Ausnahmsweise hat noch nicht einmal Alan Greenspan die Stimmung vermiest, als er in seinem Rechenschaftsbericht vor dem amerikanischen Kongress am vergangenen Donnerstag eine Verlangsamung der amerikanischen Wirtschaft bestätigte. Er sprach keine Warnungen aus. Vermutlich, weil der Gedanke, dass die Inflationsgefahr nicht so groß ist, wie er ursprünglich annahm, ihn zu besänftigen scheint. Gute Ergebnisse vorausgesetzt, so hoffen viele Analysten, sollten den Markt in dieser Woche schrittweise nach oben tragen.

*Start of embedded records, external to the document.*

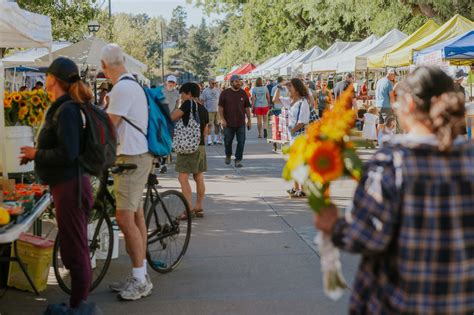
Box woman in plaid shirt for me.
[315,67,474,315]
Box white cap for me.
[166,75,178,83]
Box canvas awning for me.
[224,63,255,81]
[280,46,324,76]
[336,29,407,73]
[249,53,288,78]
[302,42,358,74]
[413,30,474,65]
[311,35,378,72]
[1,42,71,67]
[265,50,303,75]
[37,37,147,74]
[0,0,53,177]
[367,20,439,69]
[384,14,474,67]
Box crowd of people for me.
[12,37,474,314]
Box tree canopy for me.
[197,0,474,68]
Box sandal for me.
[191,209,204,218]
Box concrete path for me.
[0,124,370,315]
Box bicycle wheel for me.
[146,190,191,273]
[53,210,114,294]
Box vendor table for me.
[267,139,290,152]
[0,194,51,295]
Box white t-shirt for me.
[107,73,148,155]
[280,97,310,128]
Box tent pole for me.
[0,61,8,179]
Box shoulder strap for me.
[119,76,148,138]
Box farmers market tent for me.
[249,53,288,78]
[336,29,407,73]
[384,14,474,67]
[2,42,71,67]
[0,0,53,175]
[37,37,147,74]
[303,42,359,74]
[367,20,439,68]
[280,46,324,76]
[265,50,303,76]
[413,30,474,65]
[224,63,255,81]
[311,35,378,72]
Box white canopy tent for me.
[248,53,288,78]
[302,41,358,74]
[265,50,304,76]
[337,29,407,73]
[280,46,324,76]
[1,42,71,68]
[0,0,53,177]
[311,35,378,72]
[36,37,147,74]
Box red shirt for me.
[219,88,251,128]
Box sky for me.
[109,0,224,26]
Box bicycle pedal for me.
[153,260,168,268]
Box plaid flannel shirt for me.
[332,138,474,315]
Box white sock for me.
[132,266,146,283]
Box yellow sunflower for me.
[18,107,28,120]
[3,97,12,108]
[11,92,22,103]
[31,95,41,106]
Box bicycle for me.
[53,164,191,294]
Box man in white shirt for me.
[101,44,153,300]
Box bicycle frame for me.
[144,174,177,244]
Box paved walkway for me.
[0,124,369,315]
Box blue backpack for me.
[120,77,174,157]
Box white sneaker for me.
[109,275,132,292]
[118,275,153,301]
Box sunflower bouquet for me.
[283,86,363,300]
[3,90,51,128]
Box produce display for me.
[0,184,48,227]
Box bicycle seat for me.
[110,163,137,174]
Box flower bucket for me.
[5,126,34,173]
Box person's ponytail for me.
[58,79,94,104]
[429,92,466,151]
[396,67,466,151]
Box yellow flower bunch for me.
[283,86,362,211]
[3,90,51,127]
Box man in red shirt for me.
[219,75,252,168]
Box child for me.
[377,116,397,147]
[362,106,379,145]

Trotzdem bleibt die Nasdaq ein Minenfeld für Unternehmen und Anleger. Nicht nur verpasste Ergebnisse, sondern auch starke Umsatzzahlen und hohe Bewertungen führen zu Kurs-Explosionen. Jüngstes Opfer ist der Software Anbieter Macromedia, der mit seinen Internet-Software-Produkten Flash und Dreamweaver höchst erfolgreich ist. Der Titel überstieg die Quartalsprognose um 5 Cent. Das in San Francisco ansässige Unternehmen vervielfachte sein Ergebnis im ersten Quartal (endete am 30.Juni) auf 12 Mio. $ oder 21 Cent pro Aktie von 1,73 Mio. $ oder 3 Cent pro Aktie im Vorjahr. Der Titel ist in den vergangenen drei Monaten um mehr als 80 Prozent gestiegen und wurde wegen der hohen Bewertung von Star-Analyst Hany Nada auf "Buy" nach einem "Strong Buy" zuvor herabgestuft. Daraufhin verlor Macromedia mehr als ein Viertel seines Wertes.

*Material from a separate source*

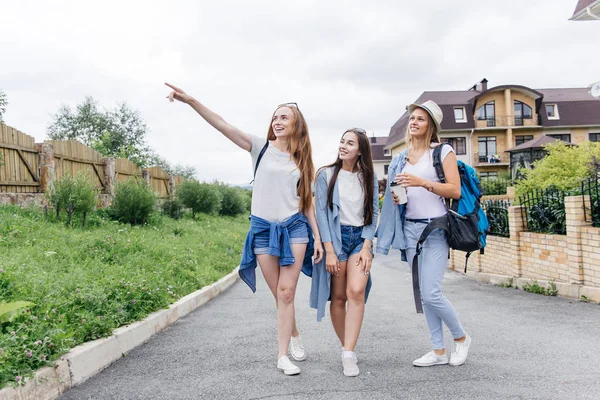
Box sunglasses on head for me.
[277,103,300,110]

Bei Priceline.com ist die Situation ähnlich. Das Online-Auktionshaus, bei dem Kunden den Preis angeben können, den sie zu zahlen bereit sind, berichtet 352 Mio. $ Umsatz für das zweite Quartal, nach 111 Mio. $ im Vorjahr und 313 Mio. $ im Vorquartal. Den Verlust konnte der Online-Händler nach 10 Cent pro Aktie auf 1 Cent herunterdrücken. Die Kundenzahl stieg um eine Million auf 6,3 Millionen.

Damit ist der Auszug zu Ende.